As mentioned here before, twice-convicted former Providence Mayor Vincent "Buddy" Cianci not only is
running for Mayor a third time (as an Independent), he is
leading in the polls. Buddy's first conviction during his first term as Mayor was for beating his wife's alleged paramour with a fireplace log and assaulting him with a lit cigarette. His second conviction was for running a criminal enterprise (under the RICO statute), namely, Providence City Hall.
Mike Stanton, author of the definitive chronicle of Buddy's years in office (The Prince of Providence
book and later
movie), has a column in The New York Times this weekend,
Good Buddy, Bad Buddy:
Stories of the Good Buddy and the Bad Buddy are legion, and legend. He moved rivers. He took bribes. He built a mall. He was accused of raping a woman at gunpoint in law school. He championed WaterFire, the festive floating bonfires on downtown rivers. He assaulted a guy and tried to jab a lit cigarette in his eye while a police bodyguard stood by. He raised a city’s self-esteem. He turned City Hall into a cesspool. The judge who sentenced him to five years in prison, for running City Hall as a criminal enterprise, called him Dr. Jekyll and Mr. Hyde. (The ever witty Buddy cracked, “He didn’t give me two [expletive] paychecks.”)

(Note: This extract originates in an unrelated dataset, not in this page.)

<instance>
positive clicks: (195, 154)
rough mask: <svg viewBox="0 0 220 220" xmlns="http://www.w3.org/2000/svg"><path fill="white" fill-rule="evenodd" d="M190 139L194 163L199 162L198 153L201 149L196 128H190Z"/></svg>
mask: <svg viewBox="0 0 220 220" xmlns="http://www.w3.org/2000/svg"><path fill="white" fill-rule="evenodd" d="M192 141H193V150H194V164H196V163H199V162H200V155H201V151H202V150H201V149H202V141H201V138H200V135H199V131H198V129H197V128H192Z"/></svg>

He belongs to that great American pantheon of rogues whose corruption was tolerated because of their populist appeal to voters and the perception that they “got things done” — Boss Tweed, Huey Long, James Michael Curley, Edwin Edwards.... A city is like a woman you make love to, he once said. But he was an unfaithful lover.
Yet Buddy remains a beloved figure because he was larger than life, a superb retail politician, and the man who transformed Providence from a dying industrial city into the jewel of New England.